A Future of Freedom?

We are delighted to publish the following response to our first discussion prompt, what future do we want for gender?

Sex, Gender and a Future of Freedom

I look forward to a future when sex at birth is not attached to any norms for behaviour or differences in status and when family life (understood in the widest sense) is not routinely based on inequality. Likewise I yearn for a day when ethnicity is no longer linked with pressure – sometimes from within as well as outside one’s ‘own’ group – to occupy certain rungs in society’s ladder. More broadly, I aspire to a world in which people are not valued mainly on the basis of their potential economic and political ‘usefulness’ (for instance as busy workers, bold soldiers or those who give birth to and nurture either, which may tie in with gender stereotyping) but rather because of their intrinsic worth.
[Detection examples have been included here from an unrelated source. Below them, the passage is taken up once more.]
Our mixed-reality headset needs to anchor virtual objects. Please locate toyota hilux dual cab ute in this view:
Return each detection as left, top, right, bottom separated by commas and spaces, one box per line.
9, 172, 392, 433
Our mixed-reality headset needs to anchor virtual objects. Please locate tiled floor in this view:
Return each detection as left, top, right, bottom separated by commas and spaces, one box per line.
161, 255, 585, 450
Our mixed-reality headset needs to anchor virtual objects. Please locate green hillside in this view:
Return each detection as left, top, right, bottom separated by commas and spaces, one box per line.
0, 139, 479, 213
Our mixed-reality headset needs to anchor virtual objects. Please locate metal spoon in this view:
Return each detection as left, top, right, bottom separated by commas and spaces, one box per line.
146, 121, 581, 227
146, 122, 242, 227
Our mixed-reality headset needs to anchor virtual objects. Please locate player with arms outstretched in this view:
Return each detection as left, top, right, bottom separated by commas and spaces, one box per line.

Yet this is so different from the world we inhabit that I do not know just what that might mean. And to work towards that ideal (which will not be achieved in my lifetime), it may be necessary for some of us to locate ourselves somewhere. I, for one, surrounded by multiple inequalities since early childhood, cannot imagine being ‘genderless’ or ‘raceless’. This is not simply a matter of biology (relevant though this is): social expectations and personal sense of identity also contribute to a complex reality.

It is important to be able to examine, and challenge, sex-based oppression, from infancy through to pregnancy and childbirth and later years, while recognising the varied forms this may take. Gender-based injustice overlaps heavily but not completely, for instance if people with names like Anne and Meena are, for that reason, not shortlisted for a managerial or engineering job: if those in charge of recruitment have never met them, their physical characteristics may well be irrelevant. Factors such as class, disability and ethnicity (as well as chance) may also play a part. Examples include high maternal mortality among black women and stereotypical images, e.g. of Asian women as especially submissive.
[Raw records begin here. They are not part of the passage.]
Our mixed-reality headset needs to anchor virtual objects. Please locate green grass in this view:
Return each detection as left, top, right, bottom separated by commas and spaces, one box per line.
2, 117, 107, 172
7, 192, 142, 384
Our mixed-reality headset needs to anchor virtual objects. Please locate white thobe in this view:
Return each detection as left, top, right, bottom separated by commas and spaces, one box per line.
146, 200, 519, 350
Yet sex and gender may also be a source of happiness, for instance pleasure in one’s own bodily sensations or pride in women’s struggles through the ages. I can also see why transgender people may experience relief when they get rid of a label which they feel does not fit them and are affirmed for who they are. Ultimately I believe that rigid gender roles trap everyone but that, under conditions of freedom from oppressive exploitative structures, individuals will almost certainly vary widely in tastes and interests, which may alter over the lifecourse. I do not know what terms will be attached to these differences.

To extract a vehicle stuck in mud, people may stand in different places and push and pull from different angles. It is hard to know in which direction gender might go if no longer mired in a world of multiple deeply-rooted inequality, indeed whether it might be eventually abandoned by the roadside. Meanwhile if those seeking to tackle imbalances in power and status, even if not in full agreement, can find out more about others’ experiences and show some generosity to one another, progress may perhaps be made.